This project is driven by
'Build Awesome Command Line Applications in Ruby 2'
a Pragprog book by David Copeland
It also owes a debt to Gina Trapatoni's todo.txt
However its main purpose is to investigate how to use BDD and Cucumber to develop command line applications. In particular it is trying out writing features at a highly abstract level.
Normally features for command line applications follow a style supported by Aruba where you write features that are something like.
Given ....
When I run 'my_command -myparams'
Then I should see
'''
The exact output of the command specified
in great detail
'''
So if we were writing a feature for rm
we might end up with
Given dir `/tmp/tdir` has files 'bill bob ben'
When I run `rm -r /tmp/dir/*`
Then I should see that `ls /tmp/dir` is ``
You can look at Cucumbers features for itself on Relish to see what this ends up like, this one is a dozy :)

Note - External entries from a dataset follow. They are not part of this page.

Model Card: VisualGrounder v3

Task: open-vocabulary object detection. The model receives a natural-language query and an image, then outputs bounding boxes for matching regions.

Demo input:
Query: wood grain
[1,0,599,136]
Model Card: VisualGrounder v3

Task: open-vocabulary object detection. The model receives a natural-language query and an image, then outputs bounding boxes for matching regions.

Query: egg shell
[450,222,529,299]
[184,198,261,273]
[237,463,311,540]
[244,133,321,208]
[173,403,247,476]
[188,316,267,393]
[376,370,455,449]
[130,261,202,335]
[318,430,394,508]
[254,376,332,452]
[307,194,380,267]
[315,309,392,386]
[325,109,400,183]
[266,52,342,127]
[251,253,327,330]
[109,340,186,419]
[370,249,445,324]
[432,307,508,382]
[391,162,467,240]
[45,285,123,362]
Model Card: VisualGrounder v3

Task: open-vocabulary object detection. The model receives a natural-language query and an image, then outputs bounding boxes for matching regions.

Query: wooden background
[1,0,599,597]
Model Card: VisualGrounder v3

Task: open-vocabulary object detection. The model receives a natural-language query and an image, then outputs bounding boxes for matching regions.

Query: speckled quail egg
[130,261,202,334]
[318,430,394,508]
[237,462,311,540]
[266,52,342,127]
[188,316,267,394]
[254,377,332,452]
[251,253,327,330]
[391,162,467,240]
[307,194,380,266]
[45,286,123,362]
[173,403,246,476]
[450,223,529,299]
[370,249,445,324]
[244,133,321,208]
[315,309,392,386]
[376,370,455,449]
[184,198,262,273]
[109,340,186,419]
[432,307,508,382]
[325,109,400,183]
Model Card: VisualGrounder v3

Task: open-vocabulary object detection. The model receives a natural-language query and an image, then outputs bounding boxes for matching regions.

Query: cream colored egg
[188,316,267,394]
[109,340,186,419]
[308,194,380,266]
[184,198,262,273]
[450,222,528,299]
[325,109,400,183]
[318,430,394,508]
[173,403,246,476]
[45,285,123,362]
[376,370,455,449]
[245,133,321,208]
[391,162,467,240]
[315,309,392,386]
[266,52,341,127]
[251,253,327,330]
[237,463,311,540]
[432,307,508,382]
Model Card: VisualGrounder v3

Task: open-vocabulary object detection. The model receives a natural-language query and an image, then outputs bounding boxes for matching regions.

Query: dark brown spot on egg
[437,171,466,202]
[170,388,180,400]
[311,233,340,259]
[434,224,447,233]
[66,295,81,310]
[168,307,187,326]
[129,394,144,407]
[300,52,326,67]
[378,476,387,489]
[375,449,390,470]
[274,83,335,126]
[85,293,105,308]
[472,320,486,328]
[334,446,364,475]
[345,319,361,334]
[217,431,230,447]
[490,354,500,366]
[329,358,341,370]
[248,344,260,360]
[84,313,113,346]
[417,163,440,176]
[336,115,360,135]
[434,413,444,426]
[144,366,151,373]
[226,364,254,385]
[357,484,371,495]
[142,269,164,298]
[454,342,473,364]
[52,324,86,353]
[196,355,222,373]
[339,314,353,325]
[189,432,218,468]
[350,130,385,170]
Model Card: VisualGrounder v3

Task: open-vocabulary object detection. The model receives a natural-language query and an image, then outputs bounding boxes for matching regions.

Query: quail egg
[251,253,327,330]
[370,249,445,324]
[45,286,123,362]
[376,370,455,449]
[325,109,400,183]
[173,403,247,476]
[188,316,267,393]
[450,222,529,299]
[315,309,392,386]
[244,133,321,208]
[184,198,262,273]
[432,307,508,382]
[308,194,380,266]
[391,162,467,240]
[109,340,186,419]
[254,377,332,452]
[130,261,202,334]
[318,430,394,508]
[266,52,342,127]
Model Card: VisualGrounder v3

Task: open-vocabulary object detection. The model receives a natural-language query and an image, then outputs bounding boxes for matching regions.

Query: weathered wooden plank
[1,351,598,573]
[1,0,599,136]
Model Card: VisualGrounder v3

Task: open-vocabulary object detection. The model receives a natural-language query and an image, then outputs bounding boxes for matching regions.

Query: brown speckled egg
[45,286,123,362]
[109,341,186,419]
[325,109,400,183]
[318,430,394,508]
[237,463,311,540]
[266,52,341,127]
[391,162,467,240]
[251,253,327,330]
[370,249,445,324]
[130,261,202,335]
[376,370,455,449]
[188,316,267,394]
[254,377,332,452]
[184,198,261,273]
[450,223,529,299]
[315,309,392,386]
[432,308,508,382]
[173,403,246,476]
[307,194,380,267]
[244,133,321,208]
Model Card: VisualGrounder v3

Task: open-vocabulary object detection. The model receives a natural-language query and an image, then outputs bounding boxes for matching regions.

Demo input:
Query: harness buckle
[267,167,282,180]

Instead can we write scenarios that
-
Don't embed the command syntax into the scenario (allowing it to change, without breaking the features).
-
Express the core behaviour we are trying to develop succinctly
-
Retain some meaning as a high level overview of what we are creating
-
Don't become a burden on the future development of the command
There is no question we can write the features, the interesting thing is how implementing them effects the development of the application.